Bei einigen Substanzen, etwa Stickstoffoxiden und Ammoniak, verliefen die Fortschritte sogar so schleppend, dass Deutschland darauf hinwirken musste, dass ihm auf internationaler und europäischer Ebene ein sogenanntes „Inventory Adjustment“ zugutegehalten wurde. Damit konnte Deutschland von einer Ausnahmeregelung profitieren, die ausnahmsweise höhere Emissionen erlaubt, wenn die Erhöhung auf Umständen beruht, die von der Vertragspartei weder vorhergesehen noch beeinflusst werden konnte. Angepasst werden dabei nachträglich die Emissionsinventare, die bei Verhandlung des Göteborg-Protokolls 1998/99 Grundlage der Festlegung von Emissionshöchstmengen waren. Die Rechtsfolge ist, dass diese Erhöhungen für die Überschreitung der Höchstmengen nicht berücksichtigt werden. Ein Beispiel dafür sind Emissionen aus landwirtschaftlichen Nutzflächen oder der Lagerung von Gärresten der Bioenergieproduktion; ein anderes – fraglicheres – Beispiel sind die zusätzlichen Stickstoffoxid-Emissionen aus dem Kraftfahrzeugverkehr, die wegen der Verwendung von Abschalteinrichtungen über die eigentlich vorgesehenen Euro-5- und Euro-6-Normen hinaus ausgestoßen wurden. Die Frage, ob die Bundesregierung und insbesondere das Verkehrsministerium diese Mehremissionen tatsächlich weder hat vorhersehen, noch beeinflussen können, soll an dieser Stelle nicht vertieft werden; ihre Beantwortung bleibt der geneigten Leserschaft selbst überlassen. Trotz dieser Inventaranpassung wurde die Höchstmenge für Ammoniak im Jahr 2015 überschritten, was Anfang 2017 zur Neufassung der Düngeverordnung führte.
Die neuen, in die 43. BImSchV übernommenen Regeln sind nun noch ambitionierter als die Verpflichtungen, mit denen Deutschland sich bislang schon schwer getan hat: Vom Basisjahr 2005 ausgehend sollen die jährlichen menschengemachten Emissionen folgendermaßen verringert werden: SO2 um 21 %, NOX um 39 %, NMVOC um 13 %, NH3 um 5 % und Feinstaub PM2,5 um 26 %. Von 2030 soll noch stärker reduziert werden, nämlich SO2 um 58 %, NOX um 65 %, NMVOC um 28 %, NH3 um 29 % und Feinstaub PM2,5 um 43 %.

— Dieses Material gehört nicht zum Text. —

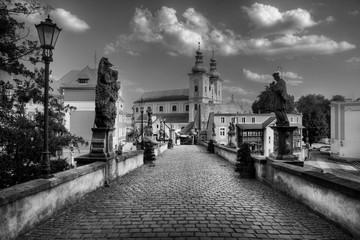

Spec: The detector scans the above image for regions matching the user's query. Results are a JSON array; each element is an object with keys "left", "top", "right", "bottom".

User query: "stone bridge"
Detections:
[{"left": 18, "top": 145, "right": 354, "bottom": 239}]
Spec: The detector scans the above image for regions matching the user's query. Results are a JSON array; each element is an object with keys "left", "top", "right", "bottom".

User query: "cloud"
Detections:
[
  {"left": 19, "top": 6, "right": 89, "bottom": 33},
  {"left": 121, "top": 79, "right": 138, "bottom": 87},
  {"left": 346, "top": 57, "right": 360, "bottom": 64},
  {"left": 223, "top": 85, "right": 249, "bottom": 95},
  {"left": 243, "top": 68, "right": 303, "bottom": 85},
  {"left": 242, "top": 3, "right": 317, "bottom": 36},
  {"left": 348, "top": 10, "right": 359, "bottom": 16},
  {"left": 105, "top": 5, "right": 355, "bottom": 58},
  {"left": 324, "top": 16, "right": 335, "bottom": 23},
  {"left": 51, "top": 8, "right": 89, "bottom": 32}
]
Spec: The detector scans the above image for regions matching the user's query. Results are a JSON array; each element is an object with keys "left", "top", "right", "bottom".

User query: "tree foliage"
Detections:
[
  {"left": 252, "top": 82, "right": 295, "bottom": 114},
  {"left": 0, "top": 1, "right": 86, "bottom": 189},
  {"left": 295, "top": 94, "right": 331, "bottom": 145}
]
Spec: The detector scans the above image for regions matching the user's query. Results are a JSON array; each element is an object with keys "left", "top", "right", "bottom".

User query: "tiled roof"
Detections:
[
  {"left": 59, "top": 66, "right": 97, "bottom": 89},
  {"left": 236, "top": 123, "right": 264, "bottom": 130},
  {"left": 136, "top": 113, "right": 189, "bottom": 123},
  {"left": 134, "top": 89, "right": 189, "bottom": 103}
]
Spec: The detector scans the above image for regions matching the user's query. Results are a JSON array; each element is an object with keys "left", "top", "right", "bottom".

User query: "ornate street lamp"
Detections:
[
  {"left": 35, "top": 15, "right": 61, "bottom": 178},
  {"left": 139, "top": 98, "right": 144, "bottom": 150}
]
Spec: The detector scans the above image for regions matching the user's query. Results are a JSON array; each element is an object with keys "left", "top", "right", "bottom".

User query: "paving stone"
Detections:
[{"left": 19, "top": 145, "right": 355, "bottom": 240}]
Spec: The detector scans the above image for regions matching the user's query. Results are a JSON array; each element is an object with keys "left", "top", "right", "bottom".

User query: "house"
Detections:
[{"left": 331, "top": 99, "right": 360, "bottom": 160}]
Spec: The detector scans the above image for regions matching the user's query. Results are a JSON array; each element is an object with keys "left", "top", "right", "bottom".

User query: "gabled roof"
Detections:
[
  {"left": 59, "top": 66, "right": 97, "bottom": 89},
  {"left": 179, "top": 121, "right": 194, "bottom": 135},
  {"left": 134, "top": 89, "right": 189, "bottom": 103}
]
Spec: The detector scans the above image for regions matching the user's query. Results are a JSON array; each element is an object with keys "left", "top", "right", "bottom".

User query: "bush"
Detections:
[
  {"left": 235, "top": 143, "right": 255, "bottom": 178},
  {"left": 50, "top": 158, "right": 73, "bottom": 174},
  {"left": 168, "top": 139, "right": 173, "bottom": 149}
]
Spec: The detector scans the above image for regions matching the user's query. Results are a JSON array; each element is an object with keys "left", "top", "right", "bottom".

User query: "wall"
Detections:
[
  {"left": 0, "top": 148, "right": 168, "bottom": 240},
  {"left": 203, "top": 142, "right": 360, "bottom": 239}
]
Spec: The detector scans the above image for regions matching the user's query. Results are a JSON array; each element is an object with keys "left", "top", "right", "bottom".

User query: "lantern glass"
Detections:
[{"left": 35, "top": 16, "right": 61, "bottom": 49}]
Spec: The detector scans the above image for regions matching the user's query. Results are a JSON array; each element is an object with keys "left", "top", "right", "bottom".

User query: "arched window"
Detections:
[
  {"left": 172, "top": 105, "right": 177, "bottom": 112},
  {"left": 185, "top": 105, "right": 189, "bottom": 111},
  {"left": 159, "top": 106, "right": 164, "bottom": 112},
  {"left": 135, "top": 107, "right": 139, "bottom": 113},
  {"left": 195, "top": 86, "right": 198, "bottom": 92},
  {"left": 194, "top": 104, "right": 197, "bottom": 110}
]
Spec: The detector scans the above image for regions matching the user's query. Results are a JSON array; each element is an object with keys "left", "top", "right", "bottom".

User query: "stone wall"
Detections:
[
  {"left": 200, "top": 141, "right": 360, "bottom": 239},
  {"left": 0, "top": 144, "right": 168, "bottom": 240}
]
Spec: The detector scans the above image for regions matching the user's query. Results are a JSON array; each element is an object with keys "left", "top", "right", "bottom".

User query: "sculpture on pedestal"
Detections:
[
  {"left": 269, "top": 69, "right": 298, "bottom": 161},
  {"left": 75, "top": 57, "right": 119, "bottom": 166},
  {"left": 227, "top": 121, "right": 236, "bottom": 148},
  {"left": 95, "top": 57, "right": 119, "bottom": 128}
]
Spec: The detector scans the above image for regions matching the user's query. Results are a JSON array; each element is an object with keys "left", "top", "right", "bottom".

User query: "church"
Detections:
[{"left": 132, "top": 44, "right": 251, "bottom": 140}]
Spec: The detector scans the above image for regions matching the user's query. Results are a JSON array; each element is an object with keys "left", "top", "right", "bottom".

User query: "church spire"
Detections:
[
  {"left": 209, "top": 49, "right": 220, "bottom": 79},
  {"left": 191, "top": 42, "right": 208, "bottom": 73}
]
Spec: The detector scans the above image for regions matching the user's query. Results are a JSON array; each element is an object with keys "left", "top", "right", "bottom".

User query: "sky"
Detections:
[{"left": 18, "top": 0, "right": 360, "bottom": 112}]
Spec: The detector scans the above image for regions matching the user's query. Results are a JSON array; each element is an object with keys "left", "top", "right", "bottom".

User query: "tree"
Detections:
[
  {"left": 235, "top": 143, "right": 255, "bottom": 178},
  {"left": 296, "top": 94, "right": 330, "bottom": 145},
  {"left": 252, "top": 82, "right": 295, "bottom": 114},
  {"left": 0, "top": 1, "right": 86, "bottom": 189},
  {"left": 331, "top": 95, "right": 345, "bottom": 102}
]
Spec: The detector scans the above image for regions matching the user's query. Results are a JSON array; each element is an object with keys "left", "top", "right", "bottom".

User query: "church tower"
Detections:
[
  {"left": 188, "top": 43, "right": 209, "bottom": 122},
  {"left": 209, "top": 50, "right": 222, "bottom": 103}
]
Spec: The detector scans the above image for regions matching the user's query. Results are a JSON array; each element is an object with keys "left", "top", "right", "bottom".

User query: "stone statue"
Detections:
[
  {"left": 95, "top": 57, "right": 119, "bottom": 128},
  {"left": 146, "top": 106, "right": 152, "bottom": 126},
  {"left": 271, "top": 71, "right": 289, "bottom": 126},
  {"left": 212, "top": 122, "right": 216, "bottom": 134},
  {"left": 228, "top": 121, "right": 235, "bottom": 132}
]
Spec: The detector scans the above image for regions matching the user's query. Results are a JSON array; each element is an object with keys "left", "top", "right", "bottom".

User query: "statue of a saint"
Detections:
[
  {"left": 271, "top": 72, "right": 289, "bottom": 126},
  {"left": 94, "top": 57, "right": 119, "bottom": 128},
  {"left": 228, "top": 121, "right": 235, "bottom": 132},
  {"left": 146, "top": 106, "right": 152, "bottom": 127}
]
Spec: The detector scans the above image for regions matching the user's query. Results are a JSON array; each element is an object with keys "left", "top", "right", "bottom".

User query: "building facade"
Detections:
[
  {"left": 206, "top": 112, "right": 304, "bottom": 159},
  {"left": 331, "top": 99, "right": 360, "bottom": 160}
]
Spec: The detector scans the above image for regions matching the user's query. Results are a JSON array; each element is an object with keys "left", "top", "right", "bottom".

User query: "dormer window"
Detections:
[{"left": 78, "top": 78, "right": 89, "bottom": 84}]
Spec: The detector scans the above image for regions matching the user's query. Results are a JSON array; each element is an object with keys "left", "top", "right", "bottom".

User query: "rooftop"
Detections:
[{"left": 134, "top": 89, "right": 189, "bottom": 103}]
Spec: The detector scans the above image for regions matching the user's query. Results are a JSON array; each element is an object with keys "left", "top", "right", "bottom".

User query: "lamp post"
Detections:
[
  {"left": 139, "top": 98, "right": 144, "bottom": 150},
  {"left": 35, "top": 15, "right": 61, "bottom": 178},
  {"left": 163, "top": 118, "right": 167, "bottom": 142}
]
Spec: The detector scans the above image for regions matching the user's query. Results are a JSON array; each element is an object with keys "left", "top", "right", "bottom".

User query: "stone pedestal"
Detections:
[
  {"left": 269, "top": 126, "right": 298, "bottom": 160},
  {"left": 75, "top": 127, "right": 115, "bottom": 166},
  {"left": 227, "top": 131, "right": 236, "bottom": 148}
]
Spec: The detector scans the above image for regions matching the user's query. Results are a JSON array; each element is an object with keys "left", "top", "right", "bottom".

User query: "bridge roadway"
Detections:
[{"left": 20, "top": 145, "right": 354, "bottom": 240}]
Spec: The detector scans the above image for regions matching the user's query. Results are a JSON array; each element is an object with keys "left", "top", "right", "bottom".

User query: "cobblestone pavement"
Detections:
[{"left": 20, "top": 145, "right": 354, "bottom": 240}]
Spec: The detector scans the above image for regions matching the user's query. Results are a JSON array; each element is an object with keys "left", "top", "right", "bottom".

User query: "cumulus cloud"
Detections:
[
  {"left": 19, "top": 6, "right": 89, "bottom": 33},
  {"left": 346, "top": 57, "right": 360, "bottom": 63},
  {"left": 348, "top": 10, "right": 359, "bottom": 16},
  {"left": 242, "top": 3, "right": 317, "bottom": 36},
  {"left": 223, "top": 85, "right": 249, "bottom": 95},
  {"left": 243, "top": 68, "right": 303, "bottom": 85},
  {"left": 104, "top": 4, "right": 355, "bottom": 58}
]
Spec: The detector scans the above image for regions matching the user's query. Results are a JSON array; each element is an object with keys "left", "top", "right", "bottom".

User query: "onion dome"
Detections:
[
  {"left": 191, "top": 42, "right": 208, "bottom": 73},
  {"left": 209, "top": 50, "right": 220, "bottom": 79}
]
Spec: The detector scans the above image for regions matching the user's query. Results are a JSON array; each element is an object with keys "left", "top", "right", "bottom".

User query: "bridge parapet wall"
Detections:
[
  {"left": 0, "top": 143, "right": 168, "bottom": 240},
  {"left": 200, "top": 140, "right": 360, "bottom": 239}
]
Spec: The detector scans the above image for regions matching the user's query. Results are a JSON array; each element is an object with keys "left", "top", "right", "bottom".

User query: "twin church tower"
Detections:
[{"left": 188, "top": 43, "right": 223, "bottom": 122}]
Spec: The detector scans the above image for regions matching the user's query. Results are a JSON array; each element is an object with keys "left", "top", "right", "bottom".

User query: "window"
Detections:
[
  {"left": 195, "top": 104, "right": 197, "bottom": 110},
  {"left": 205, "top": 86, "right": 207, "bottom": 92},
  {"left": 242, "top": 117, "right": 245, "bottom": 123},
  {"left": 135, "top": 107, "right": 139, "bottom": 113},
  {"left": 78, "top": 78, "right": 89, "bottom": 84},
  {"left": 252, "top": 117, "right": 256, "bottom": 123},
  {"left": 219, "top": 127, "right": 226, "bottom": 136},
  {"left": 221, "top": 117, "right": 225, "bottom": 123},
  {"left": 296, "top": 117, "right": 299, "bottom": 123},
  {"left": 269, "top": 136, "right": 271, "bottom": 144},
  {"left": 231, "top": 117, "right": 235, "bottom": 123},
  {"left": 185, "top": 105, "right": 189, "bottom": 111},
  {"left": 290, "top": 117, "right": 293, "bottom": 123},
  {"left": 159, "top": 106, "right": 164, "bottom": 112},
  {"left": 172, "top": 105, "right": 177, "bottom": 112},
  {"left": 195, "top": 86, "right": 198, "bottom": 92}
]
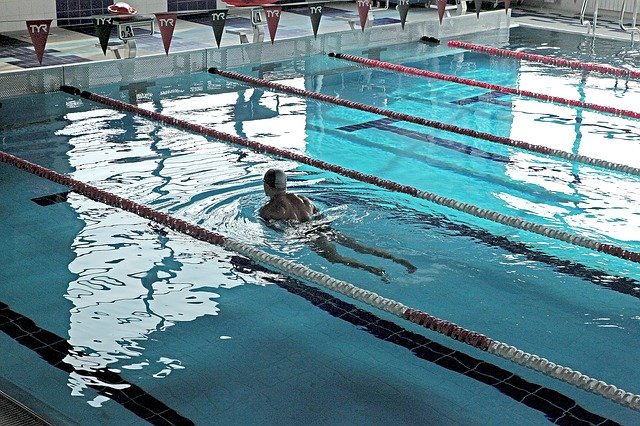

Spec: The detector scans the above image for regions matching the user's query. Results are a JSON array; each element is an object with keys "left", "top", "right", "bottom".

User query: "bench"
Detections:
[{"left": 92, "top": 15, "right": 154, "bottom": 58}]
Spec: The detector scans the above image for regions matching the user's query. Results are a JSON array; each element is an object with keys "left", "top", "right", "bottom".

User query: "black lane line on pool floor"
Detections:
[
  {"left": 453, "top": 90, "right": 513, "bottom": 107},
  {"left": 66, "top": 85, "right": 640, "bottom": 264},
  {"left": 228, "top": 255, "right": 618, "bottom": 425},
  {"left": 337, "top": 118, "right": 511, "bottom": 163},
  {"left": 211, "top": 67, "right": 640, "bottom": 179},
  {"left": 306, "top": 121, "right": 576, "bottom": 206},
  {"left": 332, "top": 189, "right": 640, "bottom": 300},
  {"left": 31, "top": 191, "right": 70, "bottom": 206},
  {"left": 0, "top": 302, "right": 194, "bottom": 426},
  {"left": 411, "top": 211, "right": 640, "bottom": 299},
  {"left": 330, "top": 53, "right": 640, "bottom": 121}
]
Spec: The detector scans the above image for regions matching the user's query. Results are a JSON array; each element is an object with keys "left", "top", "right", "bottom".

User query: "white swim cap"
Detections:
[{"left": 264, "top": 168, "right": 287, "bottom": 190}]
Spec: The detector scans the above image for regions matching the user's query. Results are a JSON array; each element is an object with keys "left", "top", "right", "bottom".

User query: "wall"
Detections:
[{"left": 0, "top": 0, "right": 57, "bottom": 32}]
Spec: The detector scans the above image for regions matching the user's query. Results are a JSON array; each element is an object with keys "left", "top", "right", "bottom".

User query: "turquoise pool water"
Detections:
[{"left": 1, "top": 26, "right": 640, "bottom": 424}]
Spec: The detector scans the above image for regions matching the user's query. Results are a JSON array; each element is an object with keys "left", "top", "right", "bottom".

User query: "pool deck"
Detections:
[{"left": 0, "top": 1, "right": 636, "bottom": 79}]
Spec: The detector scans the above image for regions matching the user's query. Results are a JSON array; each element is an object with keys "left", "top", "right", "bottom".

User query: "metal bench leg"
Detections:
[
  {"left": 124, "top": 40, "right": 137, "bottom": 59},
  {"left": 253, "top": 26, "right": 264, "bottom": 42}
]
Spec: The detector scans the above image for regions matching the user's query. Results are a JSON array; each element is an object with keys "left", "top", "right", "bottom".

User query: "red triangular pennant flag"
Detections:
[
  {"left": 308, "top": 4, "right": 323, "bottom": 38},
  {"left": 209, "top": 9, "right": 228, "bottom": 48},
  {"left": 356, "top": 0, "right": 371, "bottom": 31},
  {"left": 155, "top": 13, "right": 178, "bottom": 55},
  {"left": 504, "top": 0, "right": 511, "bottom": 13},
  {"left": 26, "top": 20, "right": 52, "bottom": 65},
  {"left": 437, "top": 0, "right": 446, "bottom": 24},
  {"left": 264, "top": 6, "right": 282, "bottom": 44}
]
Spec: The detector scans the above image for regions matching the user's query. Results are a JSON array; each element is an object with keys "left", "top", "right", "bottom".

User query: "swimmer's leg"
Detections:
[
  {"left": 331, "top": 231, "right": 417, "bottom": 273},
  {"left": 308, "top": 236, "right": 388, "bottom": 281}
]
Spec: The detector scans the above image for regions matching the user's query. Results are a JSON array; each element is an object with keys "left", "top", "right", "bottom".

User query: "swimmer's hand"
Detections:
[
  {"left": 362, "top": 265, "right": 389, "bottom": 283},
  {"left": 402, "top": 260, "right": 417, "bottom": 274}
]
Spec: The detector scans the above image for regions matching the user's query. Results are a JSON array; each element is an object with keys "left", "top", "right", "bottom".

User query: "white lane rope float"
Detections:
[
  {"left": 209, "top": 67, "right": 640, "bottom": 178},
  {"left": 1, "top": 148, "right": 638, "bottom": 411},
  {"left": 59, "top": 85, "right": 640, "bottom": 264}
]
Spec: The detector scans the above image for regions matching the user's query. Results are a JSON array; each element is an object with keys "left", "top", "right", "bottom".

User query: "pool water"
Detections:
[{"left": 1, "top": 26, "right": 640, "bottom": 424}]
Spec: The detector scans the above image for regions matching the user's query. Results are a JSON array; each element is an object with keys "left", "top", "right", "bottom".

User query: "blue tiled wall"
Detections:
[
  {"left": 56, "top": 1, "right": 219, "bottom": 26},
  {"left": 167, "top": 0, "right": 218, "bottom": 12},
  {"left": 56, "top": 0, "right": 114, "bottom": 26}
]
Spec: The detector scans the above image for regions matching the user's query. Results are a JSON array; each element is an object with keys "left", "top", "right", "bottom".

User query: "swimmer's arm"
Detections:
[{"left": 298, "top": 195, "right": 319, "bottom": 215}]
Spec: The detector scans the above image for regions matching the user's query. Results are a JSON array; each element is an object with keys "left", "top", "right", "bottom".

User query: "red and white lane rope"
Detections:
[
  {"left": 329, "top": 53, "right": 640, "bottom": 121},
  {"left": 2, "top": 147, "right": 639, "bottom": 411},
  {"left": 210, "top": 67, "right": 640, "bottom": 177},
  {"left": 59, "top": 85, "right": 640, "bottom": 264},
  {"left": 448, "top": 40, "right": 640, "bottom": 80}
]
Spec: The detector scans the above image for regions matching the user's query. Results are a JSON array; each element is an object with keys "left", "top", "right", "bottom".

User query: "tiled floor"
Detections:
[{"left": 511, "top": 6, "right": 638, "bottom": 39}]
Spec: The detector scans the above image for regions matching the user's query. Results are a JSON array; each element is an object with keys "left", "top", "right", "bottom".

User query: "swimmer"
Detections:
[{"left": 259, "top": 168, "right": 416, "bottom": 279}]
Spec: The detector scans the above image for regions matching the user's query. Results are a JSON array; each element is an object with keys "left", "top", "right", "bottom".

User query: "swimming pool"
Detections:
[{"left": 1, "top": 25, "right": 640, "bottom": 424}]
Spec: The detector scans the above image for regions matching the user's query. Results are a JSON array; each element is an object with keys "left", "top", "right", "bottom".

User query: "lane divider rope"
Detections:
[
  {"left": 58, "top": 85, "right": 640, "bottom": 264},
  {"left": 329, "top": 52, "right": 640, "bottom": 121},
  {"left": 209, "top": 67, "right": 640, "bottom": 177},
  {"left": 2, "top": 148, "right": 639, "bottom": 411},
  {"left": 447, "top": 40, "right": 640, "bottom": 80}
]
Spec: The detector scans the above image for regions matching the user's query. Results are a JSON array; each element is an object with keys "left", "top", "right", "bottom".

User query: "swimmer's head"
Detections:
[{"left": 263, "top": 168, "right": 287, "bottom": 193}]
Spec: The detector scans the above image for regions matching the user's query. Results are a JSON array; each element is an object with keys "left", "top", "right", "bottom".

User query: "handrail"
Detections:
[
  {"left": 619, "top": 0, "right": 640, "bottom": 42},
  {"left": 580, "top": 0, "right": 600, "bottom": 35}
]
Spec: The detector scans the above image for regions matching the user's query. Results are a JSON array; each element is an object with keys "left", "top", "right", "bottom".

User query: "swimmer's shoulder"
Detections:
[{"left": 259, "top": 200, "right": 287, "bottom": 221}]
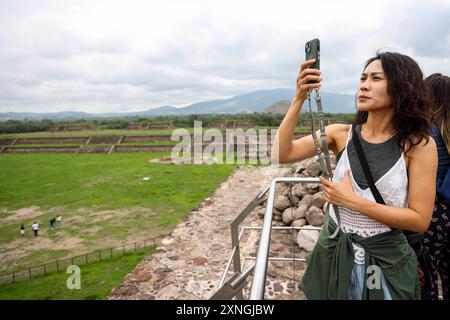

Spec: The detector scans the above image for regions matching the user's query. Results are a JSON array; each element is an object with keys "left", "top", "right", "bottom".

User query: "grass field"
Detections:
[
  {"left": 0, "top": 127, "right": 272, "bottom": 299},
  {"left": 0, "top": 247, "right": 154, "bottom": 300},
  {"left": 0, "top": 152, "right": 237, "bottom": 274}
]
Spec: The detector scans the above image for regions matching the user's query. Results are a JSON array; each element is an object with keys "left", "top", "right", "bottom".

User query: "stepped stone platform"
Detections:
[{"left": 108, "top": 163, "right": 309, "bottom": 300}]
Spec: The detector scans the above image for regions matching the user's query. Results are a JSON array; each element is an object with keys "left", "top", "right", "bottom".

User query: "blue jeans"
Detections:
[{"left": 347, "top": 263, "right": 392, "bottom": 300}]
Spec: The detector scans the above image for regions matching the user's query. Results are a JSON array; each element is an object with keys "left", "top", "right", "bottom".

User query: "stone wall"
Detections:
[
  {"left": 122, "top": 135, "right": 172, "bottom": 143},
  {"left": 114, "top": 145, "right": 174, "bottom": 152},
  {"left": 88, "top": 136, "right": 122, "bottom": 144},
  {"left": 15, "top": 137, "right": 88, "bottom": 144},
  {"left": 0, "top": 138, "right": 14, "bottom": 145},
  {"left": 3, "top": 146, "right": 80, "bottom": 153}
]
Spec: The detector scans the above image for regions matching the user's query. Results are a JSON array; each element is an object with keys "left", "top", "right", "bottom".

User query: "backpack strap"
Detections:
[{"left": 351, "top": 125, "right": 385, "bottom": 205}]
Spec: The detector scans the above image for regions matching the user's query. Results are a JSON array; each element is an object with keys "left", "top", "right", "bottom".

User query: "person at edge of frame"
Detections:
[{"left": 421, "top": 73, "right": 450, "bottom": 300}]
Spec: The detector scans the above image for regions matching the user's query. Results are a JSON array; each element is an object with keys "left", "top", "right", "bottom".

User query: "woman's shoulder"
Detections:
[
  {"left": 408, "top": 134, "right": 437, "bottom": 153},
  {"left": 325, "top": 124, "right": 351, "bottom": 154},
  {"left": 326, "top": 123, "right": 350, "bottom": 134},
  {"left": 326, "top": 123, "right": 351, "bottom": 141},
  {"left": 405, "top": 134, "right": 437, "bottom": 166}
]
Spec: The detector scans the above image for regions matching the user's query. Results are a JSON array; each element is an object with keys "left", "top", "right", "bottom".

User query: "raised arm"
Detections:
[{"left": 271, "top": 59, "right": 339, "bottom": 164}]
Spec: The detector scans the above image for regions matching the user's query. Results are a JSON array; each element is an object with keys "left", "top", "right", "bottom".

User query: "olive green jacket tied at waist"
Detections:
[{"left": 302, "top": 214, "right": 420, "bottom": 300}]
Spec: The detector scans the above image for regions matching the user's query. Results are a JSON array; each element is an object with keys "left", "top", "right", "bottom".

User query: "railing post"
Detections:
[
  {"left": 110, "top": 248, "right": 113, "bottom": 258},
  {"left": 230, "top": 223, "right": 243, "bottom": 299},
  {"left": 249, "top": 179, "right": 277, "bottom": 300},
  {"left": 12, "top": 272, "right": 15, "bottom": 283},
  {"left": 28, "top": 268, "right": 32, "bottom": 279},
  {"left": 56, "top": 260, "right": 59, "bottom": 272}
]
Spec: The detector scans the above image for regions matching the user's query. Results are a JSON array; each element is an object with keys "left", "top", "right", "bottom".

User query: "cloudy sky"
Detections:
[{"left": 0, "top": 0, "right": 449, "bottom": 113}]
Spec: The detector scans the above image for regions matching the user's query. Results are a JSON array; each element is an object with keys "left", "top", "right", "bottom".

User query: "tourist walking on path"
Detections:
[
  {"left": 49, "top": 217, "right": 56, "bottom": 229},
  {"left": 31, "top": 221, "right": 39, "bottom": 237}
]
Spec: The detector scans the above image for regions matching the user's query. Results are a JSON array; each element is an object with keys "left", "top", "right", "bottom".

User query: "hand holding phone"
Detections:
[
  {"left": 295, "top": 39, "right": 322, "bottom": 101},
  {"left": 305, "top": 38, "right": 320, "bottom": 83}
]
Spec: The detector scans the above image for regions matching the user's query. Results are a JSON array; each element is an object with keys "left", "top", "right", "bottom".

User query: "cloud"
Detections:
[
  {"left": 0, "top": 0, "right": 449, "bottom": 113},
  {"left": 380, "top": 0, "right": 450, "bottom": 58}
]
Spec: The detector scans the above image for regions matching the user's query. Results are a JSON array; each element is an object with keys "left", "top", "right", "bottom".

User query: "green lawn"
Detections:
[
  {"left": 0, "top": 247, "right": 154, "bottom": 300},
  {"left": 0, "top": 152, "right": 235, "bottom": 211},
  {"left": 0, "top": 152, "right": 237, "bottom": 273}
]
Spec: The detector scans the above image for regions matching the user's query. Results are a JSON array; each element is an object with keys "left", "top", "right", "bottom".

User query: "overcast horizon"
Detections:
[{"left": 1, "top": 0, "right": 449, "bottom": 114}]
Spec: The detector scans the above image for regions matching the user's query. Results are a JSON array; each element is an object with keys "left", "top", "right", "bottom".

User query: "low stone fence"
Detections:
[{"left": 0, "top": 238, "right": 161, "bottom": 286}]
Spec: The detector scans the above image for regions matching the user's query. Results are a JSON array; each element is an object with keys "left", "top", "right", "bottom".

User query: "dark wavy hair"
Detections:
[
  {"left": 353, "top": 51, "right": 432, "bottom": 154},
  {"left": 425, "top": 73, "right": 450, "bottom": 153}
]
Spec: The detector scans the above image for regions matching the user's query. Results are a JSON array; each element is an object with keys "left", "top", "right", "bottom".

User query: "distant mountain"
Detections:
[
  {"left": 263, "top": 100, "right": 292, "bottom": 114},
  {"left": 126, "top": 105, "right": 179, "bottom": 116},
  {"left": 0, "top": 89, "right": 356, "bottom": 121},
  {"left": 135, "top": 89, "right": 356, "bottom": 115}
]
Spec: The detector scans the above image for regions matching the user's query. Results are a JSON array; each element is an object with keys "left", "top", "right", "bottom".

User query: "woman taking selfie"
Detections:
[{"left": 271, "top": 52, "right": 437, "bottom": 299}]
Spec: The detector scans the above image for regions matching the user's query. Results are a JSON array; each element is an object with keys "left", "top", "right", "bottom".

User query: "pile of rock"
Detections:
[{"left": 257, "top": 155, "right": 336, "bottom": 251}]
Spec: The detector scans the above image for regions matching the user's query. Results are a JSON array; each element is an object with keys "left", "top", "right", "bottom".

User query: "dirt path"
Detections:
[{"left": 0, "top": 206, "right": 168, "bottom": 274}]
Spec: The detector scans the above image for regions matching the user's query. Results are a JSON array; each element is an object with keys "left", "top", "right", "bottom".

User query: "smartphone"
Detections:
[{"left": 305, "top": 38, "right": 320, "bottom": 83}]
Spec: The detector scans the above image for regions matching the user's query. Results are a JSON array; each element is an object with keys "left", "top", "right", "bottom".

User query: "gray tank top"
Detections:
[{"left": 336, "top": 124, "right": 401, "bottom": 189}]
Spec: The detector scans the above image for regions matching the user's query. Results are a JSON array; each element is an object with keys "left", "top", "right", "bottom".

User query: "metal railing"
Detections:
[
  {"left": 249, "top": 177, "right": 319, "bottom": 300},
  {"left": 211, "top": 176, "right": 321, "bottom": 300}
]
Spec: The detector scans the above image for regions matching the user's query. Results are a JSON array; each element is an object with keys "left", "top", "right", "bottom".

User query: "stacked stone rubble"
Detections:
[{"left": 256, "top": 155, "right": 336, "bottom": 252}]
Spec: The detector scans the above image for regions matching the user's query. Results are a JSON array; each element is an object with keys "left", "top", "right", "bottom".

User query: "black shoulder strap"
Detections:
[{"left": 351, "top": 125, "right": 386, "bottom": 205}]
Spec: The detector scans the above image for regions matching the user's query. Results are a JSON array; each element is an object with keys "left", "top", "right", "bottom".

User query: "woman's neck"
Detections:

Vor allem in der Landwirtschaft und im Verkehr werden erhebliche Anstrengungen nötig sein, um die ehrgeizigen Ziele für Stickstoffoxide und Ammoniak in Zukunft einzuhalten. Dies gilt nicht nur bezüglich des erhöhten Ausstoßes von Stickoxiden durch Dieselfahrzeuge im Normalbetrieb, eine Frage bei der inzwischen wohl sogar der Bundesverkehrsminister und das Kraftfahrzeugbundesamt ihre Gutgläubigkeit verloren haben dürften. Auch in der Landwirtschaft wird eine grundsätzlichere Abkehr von einer Wirtschaftsweise nötig, die massiv in den Stickstoffkreislauf eingreift. Nicht zuletzt bleibt auch die Energiewirtschaft in der Verantwortung, Lösungen zu entwickeln und Alternativen zu finden, die den Ausstoß von Schadstoffen stark reduzieren.